In response to this morning’s blog about “gap” invoices being increasingly used to mitigate fee reduction(s) imposed on consultant surgeons, many emailed me and disagreed.
It is of no surprise the vast majority who disagreed work for insurance companies.
Some were quite vocal in the dislike of “gap” invoices.
They were of the opinion cost extraction was the ONLY way to reduce the cost of premiums.
That alone would make private health insurance more attractive.
Faced with a smaller number of potential or existing policyholders, insurance companies have sought to make the offering more attractive by making it cheaper.
But is cost extraction really the only way to make private medical insurance more attractive?
The implication of such a view, confirms the belief that price is the single factor when a patient takes out insurance.
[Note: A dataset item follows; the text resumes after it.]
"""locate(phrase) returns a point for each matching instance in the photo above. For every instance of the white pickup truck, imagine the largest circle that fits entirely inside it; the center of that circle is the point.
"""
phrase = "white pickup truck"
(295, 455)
GAP invoices, being diametrically opposed to that aim, should be resisted.
However, are patients really that fixated by cost?
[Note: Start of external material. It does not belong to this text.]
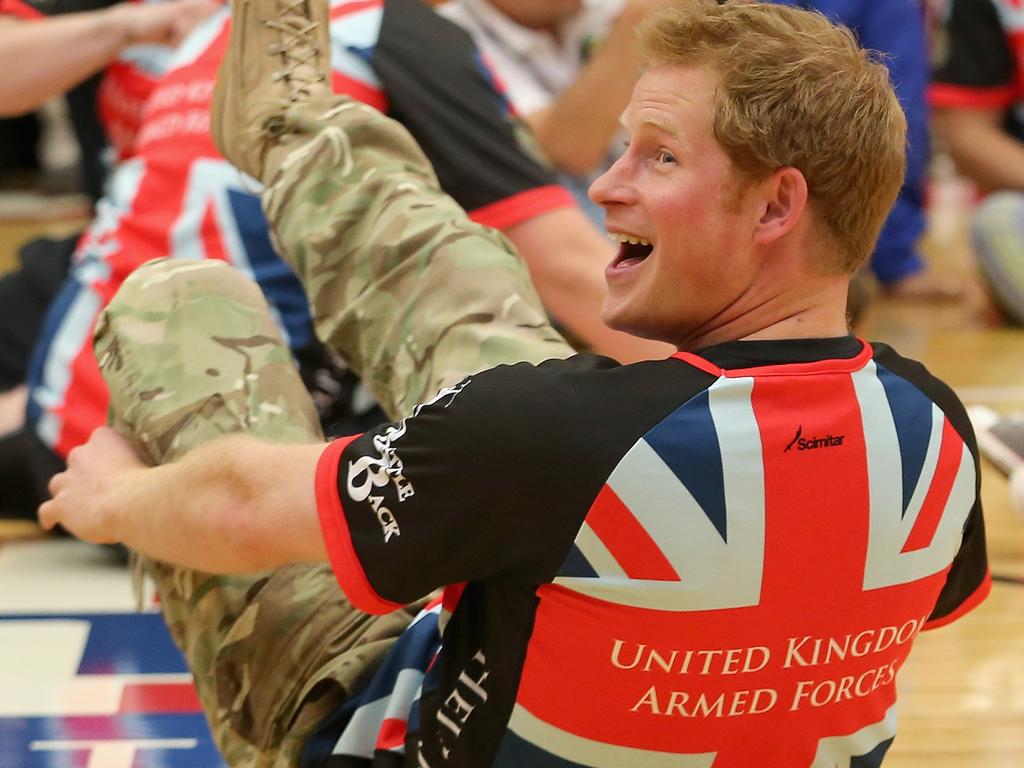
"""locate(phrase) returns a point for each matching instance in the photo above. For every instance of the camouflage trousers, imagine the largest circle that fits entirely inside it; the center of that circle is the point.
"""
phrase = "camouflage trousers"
(403, 287)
Or are there other factors they consider?
Some patients are happy to pay Gap invoices. That suggests the cost is not the only factor.
Some are completely unaware of the fee reductions being imposed on their consultants.
So are they really that concerned with the cost?
To a certain extent of course they are.
All patients looking for a package with a private hospital, for example, will be price-conscious.
However, that may not be the overriding factor.
Whilst they will certainly be looking for a value for money, it is more likely the perceived value of the package is more of a driver than just the cost.
Deeply involved in the perceived value is the reason the patient wants to be seen privately in the first place.
The prime reason a patient takes out private insurance is that they wish to be seen as quickly as possible, as conveniently as possible and by the consultant they want.
Yet insurance companies seem almost fixated with taking cost out of the private insurance market.
Seldom do they seem to be interested in what else the patient is seeking?
Seldom do they emphasize that a patient with medical insurance can be seen quicker and more conveniently.
Private health care is deemed to be expensive.
Whether it is or not is actually secondary.
What is more relevant is the perception it is.
So the insurance companies react by trying to take cost out. They begin a race to the lowest fee or to the bottom if you will. In doing so they sometimes shifting the emphasis away what the patient really wants.
To be seen not only at a reasonable cost but as quickly and conveniently as possible.
Keep reducing fees and sooner or later the fees will be so low the private consultant can no longer make a reasonable return.
Add in the fact there are fewer people who have private medical insurance now than at any time since the early 90s – and consistently reducing costs in search of a smaller pool of potential patients creates almost a perfect storm.
All of my clients have substantial NHS obligations which, incidentally, they perform to exactly the same skill level as their private work.
They are hard-wired to perform both in the best possible way.
So why does an NHS patient ask an MHM client if the consultant can see them privately?
By no means does that suggest a patient will pay any price to see their consultant of choice.
They want to see their consultant of choice and the most convenient time for themselves.
They do not, for whatsoever reason, want to wait
So why is it that insurance companies concentrate so much on taking cost out of the private healthcare offering, whilst almost failing to point out that private medical insurance offers rapid convenient access to a high level of facilities and a choice of whom the patient may see.
Doesn’t the existence and acceptance of GAP invoices, actually suggest that patients are prepared to pay more and not less to see a consultant as soon as they possibly can and where they wish?